François de Vivonne est un solide gaillard, fort et très renommé pour son grand talent dans le maniement des armes. Il s'est d'ailleurs plusieurs fois distingué à ce titre, et tout le monde s'accorde à voir en lui un gentilhomme affable, sympathique, quoique peut-être parfois un peu trop querelleur et bagarreur. Né en 1520, élevé à la cour depuis l'âge de 10 ans comme « enfant d'honneur », il est le filleul de François Ier, qui l'aime beaucoup notamment pour son goût de l'exercice physique et de l'escrime, domaines que le roi apprécie lui-même tout particulièrement. Plus encore que François Ier sans doute, Henri II apprécie François de Vivonne : celui-ci se montre en effet souvent à la cour de Diane de Poitiers, la maîtresse du dauphin.
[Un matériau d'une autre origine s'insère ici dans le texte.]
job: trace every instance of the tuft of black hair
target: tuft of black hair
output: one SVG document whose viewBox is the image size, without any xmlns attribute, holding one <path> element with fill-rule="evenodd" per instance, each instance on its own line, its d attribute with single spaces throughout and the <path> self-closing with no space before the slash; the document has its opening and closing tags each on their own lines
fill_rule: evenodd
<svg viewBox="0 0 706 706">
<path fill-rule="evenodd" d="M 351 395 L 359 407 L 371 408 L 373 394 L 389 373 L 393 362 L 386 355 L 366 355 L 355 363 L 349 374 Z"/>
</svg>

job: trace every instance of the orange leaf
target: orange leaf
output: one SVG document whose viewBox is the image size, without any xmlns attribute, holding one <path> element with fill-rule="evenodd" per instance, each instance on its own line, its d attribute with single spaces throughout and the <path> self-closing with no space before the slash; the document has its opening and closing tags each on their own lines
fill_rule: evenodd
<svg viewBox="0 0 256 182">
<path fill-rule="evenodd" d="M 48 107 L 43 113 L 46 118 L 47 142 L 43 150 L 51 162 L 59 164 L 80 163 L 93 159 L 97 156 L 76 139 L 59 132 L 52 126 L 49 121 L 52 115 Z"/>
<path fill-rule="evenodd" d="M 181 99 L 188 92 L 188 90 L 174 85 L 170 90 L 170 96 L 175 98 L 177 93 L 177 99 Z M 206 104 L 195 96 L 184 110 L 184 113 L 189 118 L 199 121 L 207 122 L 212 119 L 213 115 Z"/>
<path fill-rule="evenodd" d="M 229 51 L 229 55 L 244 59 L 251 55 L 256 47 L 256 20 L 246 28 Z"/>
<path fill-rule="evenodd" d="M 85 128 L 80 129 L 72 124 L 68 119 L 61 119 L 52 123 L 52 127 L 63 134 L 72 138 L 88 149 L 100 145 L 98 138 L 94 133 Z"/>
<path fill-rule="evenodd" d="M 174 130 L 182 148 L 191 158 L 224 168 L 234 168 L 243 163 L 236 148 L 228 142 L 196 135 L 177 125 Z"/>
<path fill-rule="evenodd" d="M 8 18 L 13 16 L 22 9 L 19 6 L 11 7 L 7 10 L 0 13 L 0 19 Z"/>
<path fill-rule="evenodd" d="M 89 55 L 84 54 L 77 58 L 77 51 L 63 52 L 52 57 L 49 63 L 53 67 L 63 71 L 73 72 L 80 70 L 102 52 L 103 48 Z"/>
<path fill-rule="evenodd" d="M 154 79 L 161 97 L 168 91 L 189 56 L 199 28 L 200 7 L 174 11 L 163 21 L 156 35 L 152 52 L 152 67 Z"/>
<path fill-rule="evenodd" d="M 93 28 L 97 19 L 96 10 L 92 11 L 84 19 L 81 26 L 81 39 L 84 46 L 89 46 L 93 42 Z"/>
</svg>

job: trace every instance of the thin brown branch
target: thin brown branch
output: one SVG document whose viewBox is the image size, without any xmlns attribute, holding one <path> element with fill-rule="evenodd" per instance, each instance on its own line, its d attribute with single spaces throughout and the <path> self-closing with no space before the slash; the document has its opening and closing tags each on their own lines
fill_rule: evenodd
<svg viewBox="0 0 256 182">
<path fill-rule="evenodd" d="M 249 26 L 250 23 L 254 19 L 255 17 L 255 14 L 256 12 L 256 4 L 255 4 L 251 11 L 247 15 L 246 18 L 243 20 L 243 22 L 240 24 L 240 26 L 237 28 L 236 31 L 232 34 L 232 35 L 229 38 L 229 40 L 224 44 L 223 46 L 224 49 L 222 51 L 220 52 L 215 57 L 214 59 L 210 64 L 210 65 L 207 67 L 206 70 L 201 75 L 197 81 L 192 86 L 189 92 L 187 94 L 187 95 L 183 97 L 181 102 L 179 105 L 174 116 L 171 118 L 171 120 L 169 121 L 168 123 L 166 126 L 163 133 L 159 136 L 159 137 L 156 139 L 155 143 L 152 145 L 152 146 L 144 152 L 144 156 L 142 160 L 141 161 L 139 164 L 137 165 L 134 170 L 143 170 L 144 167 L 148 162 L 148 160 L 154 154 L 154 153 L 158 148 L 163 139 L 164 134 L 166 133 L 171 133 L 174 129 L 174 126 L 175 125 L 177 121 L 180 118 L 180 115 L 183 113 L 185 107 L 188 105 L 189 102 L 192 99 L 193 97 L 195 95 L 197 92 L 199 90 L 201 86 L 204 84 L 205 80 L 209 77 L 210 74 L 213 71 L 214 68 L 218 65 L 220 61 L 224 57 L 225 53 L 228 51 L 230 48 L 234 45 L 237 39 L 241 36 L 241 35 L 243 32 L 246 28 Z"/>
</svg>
A gauche : François Ier - A droite : Henri II
Guy Chabot, seigneur de Jarnac, est un peu plus âgé que François de Vivonne, et moins habile aux armes que son puîné. Il s'est toutefois distingué pendant les guerres d'Italie, et son courage n'a rien à envier à celui de Vivonne. Guy Chabot a lui aussi grandi à la cour en tant qu'enfant d'honneur. Lui aussi est très aimé de François Ier, qui le surnomme affectueusement
Guichot. Depuis 1540, il est également l'époux de Louise de Pisseleu, la soeur de la duchesse d'Etampes : c'est à ce titre que, contrairement à Vivonne qui fréquente le cercle de Diane de Poitiers, Guy Chabot paraît fréquemment aux côtés de sa belle-soeur, la duchesse d'Etampes, sans que son amitié avec François de Vivonne n'en souffre le moins du monde.
Jalousie & calomnie
C'est au cours d'un banal séjour à Compiègne que l'affaire démarre. Tandis que Guy Chabot marche en compagnie du dauphin Henri II et de François de Vivonne, il affirme en toute naïveté que sa belle mère est très aimable et très prévenante envers lui, et qu'il obtient ainsi facilement de l'argent, sans arrière-pensée. Henri II, influencé par sa maîtresse Diane de Poitiers qui voit là une occasion rêvée de médire sur le beau frère de son ennemie jurée, fait courir la rumeur en la déformant, affirmant que Guy Chabot obtient toutes les grâces qu'il souhaite auprès de sa belle mère, et qu'il « paillardoit et couchoit avec elle »... La rumeur enfle, et c'est au désespoir que Guy Chabot se rend devant son père, pour lui jurer bien solennellement que tout cela n'est que pure invention.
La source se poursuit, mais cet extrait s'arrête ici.